I’m very glad that I did.  The cable car is a 5.7km cable car (gondola) ride from Tung Chung town center to Ngong Ping on Lantau Island.  It’s organized by Ngong Ping 360 and a pretty reasonable price.  I paid a little extra to get a car with a clear bottom so I could see just how far I had to fall… I mean, so I could take in the wonderful scenery from every direction.

The gondola ride took about 15-20 minutes to get up to Ngong Ping.  Up in the village is a visitor center, some cultural information, and a short walk to the Po Lin Monastery and the Tian Tan Buddha statue.
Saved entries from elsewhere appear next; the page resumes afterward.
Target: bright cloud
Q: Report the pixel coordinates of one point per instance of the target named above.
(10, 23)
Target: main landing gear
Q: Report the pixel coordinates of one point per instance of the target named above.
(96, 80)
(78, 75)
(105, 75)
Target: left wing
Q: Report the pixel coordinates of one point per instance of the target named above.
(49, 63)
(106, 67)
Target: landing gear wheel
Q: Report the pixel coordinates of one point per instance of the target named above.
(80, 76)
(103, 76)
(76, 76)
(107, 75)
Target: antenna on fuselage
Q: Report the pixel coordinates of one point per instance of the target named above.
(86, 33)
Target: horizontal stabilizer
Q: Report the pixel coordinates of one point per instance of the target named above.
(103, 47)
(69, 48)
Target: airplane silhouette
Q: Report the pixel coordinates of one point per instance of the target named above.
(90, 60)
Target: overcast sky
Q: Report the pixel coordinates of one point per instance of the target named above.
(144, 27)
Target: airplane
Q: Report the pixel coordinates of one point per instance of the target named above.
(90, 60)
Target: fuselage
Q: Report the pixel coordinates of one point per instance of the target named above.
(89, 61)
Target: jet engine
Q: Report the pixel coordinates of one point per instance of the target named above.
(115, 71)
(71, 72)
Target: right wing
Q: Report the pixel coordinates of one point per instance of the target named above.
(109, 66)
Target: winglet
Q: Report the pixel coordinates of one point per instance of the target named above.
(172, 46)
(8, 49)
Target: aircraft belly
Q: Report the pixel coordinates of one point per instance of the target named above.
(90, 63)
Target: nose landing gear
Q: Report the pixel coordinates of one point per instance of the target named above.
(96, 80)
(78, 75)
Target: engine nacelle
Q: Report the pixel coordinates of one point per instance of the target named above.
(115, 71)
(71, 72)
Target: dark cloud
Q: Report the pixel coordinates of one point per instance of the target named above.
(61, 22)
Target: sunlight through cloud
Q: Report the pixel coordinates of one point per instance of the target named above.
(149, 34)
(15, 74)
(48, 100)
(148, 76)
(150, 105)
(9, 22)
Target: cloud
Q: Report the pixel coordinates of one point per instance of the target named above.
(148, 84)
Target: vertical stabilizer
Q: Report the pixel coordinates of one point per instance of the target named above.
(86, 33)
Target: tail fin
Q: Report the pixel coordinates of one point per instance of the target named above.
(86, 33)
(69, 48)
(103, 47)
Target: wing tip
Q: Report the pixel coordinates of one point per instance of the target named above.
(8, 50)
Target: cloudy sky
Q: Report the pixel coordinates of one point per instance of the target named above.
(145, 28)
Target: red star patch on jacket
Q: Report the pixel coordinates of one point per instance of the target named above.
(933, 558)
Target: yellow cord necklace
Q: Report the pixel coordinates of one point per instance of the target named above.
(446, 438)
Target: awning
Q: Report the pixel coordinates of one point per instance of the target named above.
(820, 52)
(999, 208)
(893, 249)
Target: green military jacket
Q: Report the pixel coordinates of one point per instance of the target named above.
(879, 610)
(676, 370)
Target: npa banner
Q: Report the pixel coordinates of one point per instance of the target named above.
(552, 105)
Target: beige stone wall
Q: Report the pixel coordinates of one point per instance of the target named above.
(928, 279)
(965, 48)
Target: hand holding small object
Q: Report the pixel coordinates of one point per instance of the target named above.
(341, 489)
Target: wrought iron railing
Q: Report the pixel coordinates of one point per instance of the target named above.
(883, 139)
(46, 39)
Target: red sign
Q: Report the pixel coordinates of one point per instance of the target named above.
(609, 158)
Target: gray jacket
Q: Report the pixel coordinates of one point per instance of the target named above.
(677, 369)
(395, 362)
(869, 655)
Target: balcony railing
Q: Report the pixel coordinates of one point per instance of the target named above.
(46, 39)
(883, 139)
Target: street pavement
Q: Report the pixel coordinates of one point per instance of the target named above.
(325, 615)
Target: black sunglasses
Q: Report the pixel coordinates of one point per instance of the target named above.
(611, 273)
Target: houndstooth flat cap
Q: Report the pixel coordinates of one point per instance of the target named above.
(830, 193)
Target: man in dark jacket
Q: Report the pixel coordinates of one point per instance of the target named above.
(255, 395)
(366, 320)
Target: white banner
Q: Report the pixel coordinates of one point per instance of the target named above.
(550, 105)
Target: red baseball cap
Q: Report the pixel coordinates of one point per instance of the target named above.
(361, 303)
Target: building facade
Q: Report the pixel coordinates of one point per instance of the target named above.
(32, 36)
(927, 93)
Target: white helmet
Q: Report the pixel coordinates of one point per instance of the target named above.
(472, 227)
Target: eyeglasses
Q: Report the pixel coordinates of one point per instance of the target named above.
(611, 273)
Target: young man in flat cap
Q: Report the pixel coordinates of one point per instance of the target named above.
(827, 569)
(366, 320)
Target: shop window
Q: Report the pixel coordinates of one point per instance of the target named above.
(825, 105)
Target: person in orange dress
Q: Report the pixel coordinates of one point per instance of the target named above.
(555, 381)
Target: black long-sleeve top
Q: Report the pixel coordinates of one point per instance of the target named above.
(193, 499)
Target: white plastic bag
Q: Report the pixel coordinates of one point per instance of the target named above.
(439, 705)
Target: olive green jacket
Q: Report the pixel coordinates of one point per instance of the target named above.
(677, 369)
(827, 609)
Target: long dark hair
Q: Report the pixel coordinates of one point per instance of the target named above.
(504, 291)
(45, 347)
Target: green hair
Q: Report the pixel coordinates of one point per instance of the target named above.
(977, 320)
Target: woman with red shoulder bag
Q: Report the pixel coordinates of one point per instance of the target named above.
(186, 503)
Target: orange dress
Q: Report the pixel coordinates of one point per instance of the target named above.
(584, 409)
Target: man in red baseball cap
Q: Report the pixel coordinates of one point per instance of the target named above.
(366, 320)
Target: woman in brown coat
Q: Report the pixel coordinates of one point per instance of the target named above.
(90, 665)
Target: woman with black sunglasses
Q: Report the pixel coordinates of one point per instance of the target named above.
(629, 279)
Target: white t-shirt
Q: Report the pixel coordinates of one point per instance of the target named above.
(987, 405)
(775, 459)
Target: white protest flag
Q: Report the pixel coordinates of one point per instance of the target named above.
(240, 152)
In the village, I got to see a demonstration of blooming flower tea, which starts off as a small nodule of plant, then in hot water expands to a beautiful flower and makes a tasty tea.  I also got to see a short film about the Prince Siddhartha‘s journey to enlightenment to become the Buddha.  It was a very informative (for the brief time it had) film, except for one teensy little complaint.  The film ended with loads of advertising using “all is one” philosophy, it exited out through the gift shop, after walking through a bamboo forest with placards on the walls describing the 4 noble truths, and the gift shop was directly across the street from a Starbucks.  It was the most WTF moment I’ve had yet.

I got to walk up to the Po Lin Monastery, which included a long walkway bordered by statues of 12 great generals, each one representing one symbol of the Chinese Zodiac.  Up the hill (and MANY, MANY stairs) was the Tian Tan Buddha statue.  Now, I had heard there was a “big Buddha” up on the hill, but this was bigger than I had expected.  Standing (sitting?) 112 feet tall, up 16 flights of stairs, it was quite a humbling sight.  It was surrounded at its base by six smaller statues, each posed making an offering to the Buddha.  And the view from up there, once the clouds cleared a bit, was simply breathtaking.  If ever you, dear reader, find yourself in Hong Kong, I would consider this to be a must see.

I would have liked to have spent more time in Ngong Ping.  I’d have liked to have seen the Jeet Kune Do demonstration, but unfortunately I got there at around 2:3o and the final gondola was at 6:30.  When I was leaving at round 6:00, many of the shops were closing up for the day and I didn’t want to miss my gondola and have to walk back!


  1. The flowering tea was super pretty. Why were the cups prefilled with water? Heating?

    • Correct. The cups were filled with hot water to warm them up, then emptied and filled with tea.